So i am encountering this problem, where i only have to extract the tables in a pdf and i am new to this so am having a hard time understanding it. theres something wrong with my prompt? or code and what are the best practices or solutions to this. please #developersassemble
here is my code:
!pip install langchain
!pip install langchain-community
from langchain.chat_models import ChatOpenAI
from langchain.prompts import PromptTemplate
from langchain.chains import LLMChain
from langchain_community.document_loaders import PyPDFLoader
import json
Initialize the ChatOpenAI model with your OpenAI API key
chat = ChatOpenAI(openai_api_key=“api-key”)
Load the PDF document
loader = PyPDFLoader(r"C:\Users\Rajeev\Desktop\table_extraction\MsWord Sample Service Order Format.pdf")
docs = loader.load()
Define a prompt template for extracting tables
table_extraction_prompt = “”"
You are an AI trained to extract tables from text. Extract and format all tables found in the provided text into a JSON object.
The JSON format should be as follows:
[
{{
“page”: <page_number>,
“tables”: [
{{
“table_id”: <unique_table_id>,
“headers”: [<list_of_column_headers>],
“rows”: [
[<row1_values>],
[<row2_values>],
…
]
}}
]
}}
]
Here’s the text:
{text}
“”"
Create a prompt template with the defined prompt
prompt_template = PromptTemplate(
input_variables=[“text”],
template=table_extraction_prompt
)
Create an LLMChain instance
llm_chain = LLMChain(
llm=chat,
prompt=prompt_template
)
Process each document and extract tables
all_tables =
for idx, doc in enumerate(docs):
page_number = idx + 1
text_content = doc.page_content
# Ensure the correct input format for the LLMChain
inputs = {"text": text_content}
# Extract tables using the LLMChain
result = llm_chain.run(inputs)
# Parse the result into JSON
try:
tables_json = json.loads(result)
for table in tables_json:
table["page"] = page_number
all_tables.extend(tables_json)
except json.JSONDecodeError:
print(f"Failed to decode JSON from result for page {page_number}")

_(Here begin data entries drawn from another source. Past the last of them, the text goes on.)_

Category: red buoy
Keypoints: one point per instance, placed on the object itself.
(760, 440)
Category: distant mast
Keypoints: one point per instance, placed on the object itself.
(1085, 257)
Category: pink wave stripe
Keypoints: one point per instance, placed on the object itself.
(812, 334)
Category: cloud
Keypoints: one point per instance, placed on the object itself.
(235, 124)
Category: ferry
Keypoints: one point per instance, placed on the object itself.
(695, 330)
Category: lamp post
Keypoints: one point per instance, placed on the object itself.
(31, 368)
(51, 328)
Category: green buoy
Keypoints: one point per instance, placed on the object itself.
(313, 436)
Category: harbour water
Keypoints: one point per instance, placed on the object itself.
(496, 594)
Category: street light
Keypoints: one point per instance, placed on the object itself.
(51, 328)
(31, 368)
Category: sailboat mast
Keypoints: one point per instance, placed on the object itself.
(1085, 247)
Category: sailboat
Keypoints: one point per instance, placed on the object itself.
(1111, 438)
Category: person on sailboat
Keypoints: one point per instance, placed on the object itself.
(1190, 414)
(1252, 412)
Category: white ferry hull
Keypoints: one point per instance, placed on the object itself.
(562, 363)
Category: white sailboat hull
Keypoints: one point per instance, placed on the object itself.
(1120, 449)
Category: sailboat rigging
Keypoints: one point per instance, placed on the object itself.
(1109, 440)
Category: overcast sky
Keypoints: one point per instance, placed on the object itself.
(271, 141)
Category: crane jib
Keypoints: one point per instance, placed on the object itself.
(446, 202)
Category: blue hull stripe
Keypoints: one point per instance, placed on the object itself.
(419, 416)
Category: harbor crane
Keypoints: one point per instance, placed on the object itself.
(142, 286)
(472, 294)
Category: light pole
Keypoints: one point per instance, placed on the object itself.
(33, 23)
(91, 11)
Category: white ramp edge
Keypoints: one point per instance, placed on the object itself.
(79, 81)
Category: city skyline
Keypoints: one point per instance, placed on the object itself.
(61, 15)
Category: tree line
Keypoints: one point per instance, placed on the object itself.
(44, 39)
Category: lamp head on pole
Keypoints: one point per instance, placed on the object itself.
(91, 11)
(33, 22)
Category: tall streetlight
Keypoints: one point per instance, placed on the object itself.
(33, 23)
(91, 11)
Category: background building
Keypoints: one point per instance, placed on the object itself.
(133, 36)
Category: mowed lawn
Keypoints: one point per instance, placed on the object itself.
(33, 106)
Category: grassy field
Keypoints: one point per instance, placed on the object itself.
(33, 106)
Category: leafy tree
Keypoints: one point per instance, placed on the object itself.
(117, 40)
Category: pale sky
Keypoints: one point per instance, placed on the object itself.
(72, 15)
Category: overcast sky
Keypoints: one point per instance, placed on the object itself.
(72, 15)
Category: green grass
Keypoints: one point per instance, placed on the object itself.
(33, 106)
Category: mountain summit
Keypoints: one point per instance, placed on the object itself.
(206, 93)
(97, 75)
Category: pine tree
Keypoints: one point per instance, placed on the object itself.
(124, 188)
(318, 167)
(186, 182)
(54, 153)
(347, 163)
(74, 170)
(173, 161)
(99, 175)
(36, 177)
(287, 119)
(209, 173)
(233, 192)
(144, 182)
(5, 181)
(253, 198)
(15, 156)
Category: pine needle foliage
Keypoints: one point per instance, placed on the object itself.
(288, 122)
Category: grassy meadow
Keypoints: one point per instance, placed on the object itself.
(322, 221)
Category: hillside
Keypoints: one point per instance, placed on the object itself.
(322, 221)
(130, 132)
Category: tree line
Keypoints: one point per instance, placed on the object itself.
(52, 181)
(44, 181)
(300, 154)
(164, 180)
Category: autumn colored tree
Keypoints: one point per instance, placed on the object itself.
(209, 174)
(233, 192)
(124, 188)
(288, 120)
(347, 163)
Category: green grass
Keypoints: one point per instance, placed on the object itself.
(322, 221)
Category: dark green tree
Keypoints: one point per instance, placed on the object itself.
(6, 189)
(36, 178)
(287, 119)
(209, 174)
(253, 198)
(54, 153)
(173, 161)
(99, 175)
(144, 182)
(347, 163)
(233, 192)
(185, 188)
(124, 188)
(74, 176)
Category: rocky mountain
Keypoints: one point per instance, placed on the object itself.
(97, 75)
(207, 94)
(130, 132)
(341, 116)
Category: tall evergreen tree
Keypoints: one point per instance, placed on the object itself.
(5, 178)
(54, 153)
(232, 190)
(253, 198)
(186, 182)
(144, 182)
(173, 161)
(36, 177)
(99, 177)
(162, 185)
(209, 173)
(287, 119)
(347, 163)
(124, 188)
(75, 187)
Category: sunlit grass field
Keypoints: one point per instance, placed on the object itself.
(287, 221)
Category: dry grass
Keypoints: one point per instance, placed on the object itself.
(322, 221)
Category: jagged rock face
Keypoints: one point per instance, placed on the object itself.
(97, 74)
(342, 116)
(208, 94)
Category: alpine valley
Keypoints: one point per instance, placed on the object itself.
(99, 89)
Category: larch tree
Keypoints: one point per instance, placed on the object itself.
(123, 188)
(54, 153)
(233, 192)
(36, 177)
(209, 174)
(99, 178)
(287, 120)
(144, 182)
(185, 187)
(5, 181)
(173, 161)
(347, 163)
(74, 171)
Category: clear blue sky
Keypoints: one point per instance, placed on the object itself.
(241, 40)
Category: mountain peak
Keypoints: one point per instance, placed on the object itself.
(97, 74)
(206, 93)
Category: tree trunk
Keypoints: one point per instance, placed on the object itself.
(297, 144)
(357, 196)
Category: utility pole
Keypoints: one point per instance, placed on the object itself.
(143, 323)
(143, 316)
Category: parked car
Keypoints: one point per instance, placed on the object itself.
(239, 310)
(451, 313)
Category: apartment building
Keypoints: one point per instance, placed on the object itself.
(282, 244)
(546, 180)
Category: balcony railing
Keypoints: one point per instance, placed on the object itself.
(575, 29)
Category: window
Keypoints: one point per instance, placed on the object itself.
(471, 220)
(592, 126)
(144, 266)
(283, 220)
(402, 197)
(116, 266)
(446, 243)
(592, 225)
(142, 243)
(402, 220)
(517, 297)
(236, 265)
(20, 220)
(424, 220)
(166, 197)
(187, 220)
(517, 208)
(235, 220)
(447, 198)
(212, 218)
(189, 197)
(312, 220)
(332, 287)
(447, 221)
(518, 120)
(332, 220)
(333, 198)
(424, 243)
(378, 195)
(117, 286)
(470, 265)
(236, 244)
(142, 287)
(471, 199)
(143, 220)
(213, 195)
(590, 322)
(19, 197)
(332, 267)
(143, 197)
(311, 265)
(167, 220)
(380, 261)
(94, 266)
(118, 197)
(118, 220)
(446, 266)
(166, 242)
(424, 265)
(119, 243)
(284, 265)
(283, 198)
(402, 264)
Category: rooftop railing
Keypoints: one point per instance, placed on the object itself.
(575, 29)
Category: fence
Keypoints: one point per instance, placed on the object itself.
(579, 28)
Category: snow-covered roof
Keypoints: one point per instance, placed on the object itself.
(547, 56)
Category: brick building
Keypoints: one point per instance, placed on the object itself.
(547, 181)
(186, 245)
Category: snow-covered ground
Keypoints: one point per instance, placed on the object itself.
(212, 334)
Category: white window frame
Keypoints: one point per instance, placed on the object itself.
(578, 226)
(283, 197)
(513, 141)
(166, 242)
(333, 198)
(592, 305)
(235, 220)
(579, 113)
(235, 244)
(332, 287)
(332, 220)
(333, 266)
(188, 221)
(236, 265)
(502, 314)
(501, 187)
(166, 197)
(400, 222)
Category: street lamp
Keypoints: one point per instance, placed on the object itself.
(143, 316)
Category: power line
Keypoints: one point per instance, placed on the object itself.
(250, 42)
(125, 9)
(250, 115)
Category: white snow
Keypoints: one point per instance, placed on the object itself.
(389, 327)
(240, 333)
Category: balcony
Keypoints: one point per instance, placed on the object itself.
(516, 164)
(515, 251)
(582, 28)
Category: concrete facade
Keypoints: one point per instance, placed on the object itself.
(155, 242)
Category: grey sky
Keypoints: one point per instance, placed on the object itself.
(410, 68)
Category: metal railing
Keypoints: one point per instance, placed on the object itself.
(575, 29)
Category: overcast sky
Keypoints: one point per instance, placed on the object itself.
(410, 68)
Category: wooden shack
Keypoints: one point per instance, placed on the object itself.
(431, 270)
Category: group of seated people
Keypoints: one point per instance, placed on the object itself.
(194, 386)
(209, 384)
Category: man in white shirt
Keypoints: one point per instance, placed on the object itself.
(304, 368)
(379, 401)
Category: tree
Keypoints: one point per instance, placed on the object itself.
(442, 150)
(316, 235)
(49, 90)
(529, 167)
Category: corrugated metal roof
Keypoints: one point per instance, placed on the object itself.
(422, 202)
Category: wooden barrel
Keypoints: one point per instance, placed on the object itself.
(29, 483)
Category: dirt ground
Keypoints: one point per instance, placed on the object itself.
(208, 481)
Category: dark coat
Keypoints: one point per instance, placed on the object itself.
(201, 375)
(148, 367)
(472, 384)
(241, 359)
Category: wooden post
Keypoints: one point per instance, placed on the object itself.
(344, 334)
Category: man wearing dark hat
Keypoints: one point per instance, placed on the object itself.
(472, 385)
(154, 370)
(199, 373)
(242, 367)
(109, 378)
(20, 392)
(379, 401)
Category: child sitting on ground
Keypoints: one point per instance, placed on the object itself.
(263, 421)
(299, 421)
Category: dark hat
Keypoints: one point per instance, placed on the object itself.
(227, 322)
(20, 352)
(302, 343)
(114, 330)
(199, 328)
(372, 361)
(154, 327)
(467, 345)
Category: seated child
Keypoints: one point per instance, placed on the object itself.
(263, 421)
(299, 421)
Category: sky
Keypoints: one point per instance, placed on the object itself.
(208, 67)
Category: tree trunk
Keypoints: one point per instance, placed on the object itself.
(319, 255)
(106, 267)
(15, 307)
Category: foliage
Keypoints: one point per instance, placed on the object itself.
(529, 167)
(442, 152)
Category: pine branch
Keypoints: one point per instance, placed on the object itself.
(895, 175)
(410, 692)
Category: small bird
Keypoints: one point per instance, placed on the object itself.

Convert the extracted tables to JSON format
json_output = json.dumps(all_tables, indent=4)
Print the JSON output
print(json_output)
heres the error -
RateLimitError: Error code: 429 - {‘error’: {‘message’: ‘You exceeded your current quota, please check your plan and billing details. For more information on this error, read the docs: https://platform.openai.com/docs/guides/error-codes/api-errors.’, ‘type’: ‘insufficient_quota’, ‘param’: None, ‘code’: ‘insufficient_quota’}}
I know we need a paid version but this does not work for gpt3.5 as well, please let me know how should i do it and enhance it,only to extract tables in tabular format.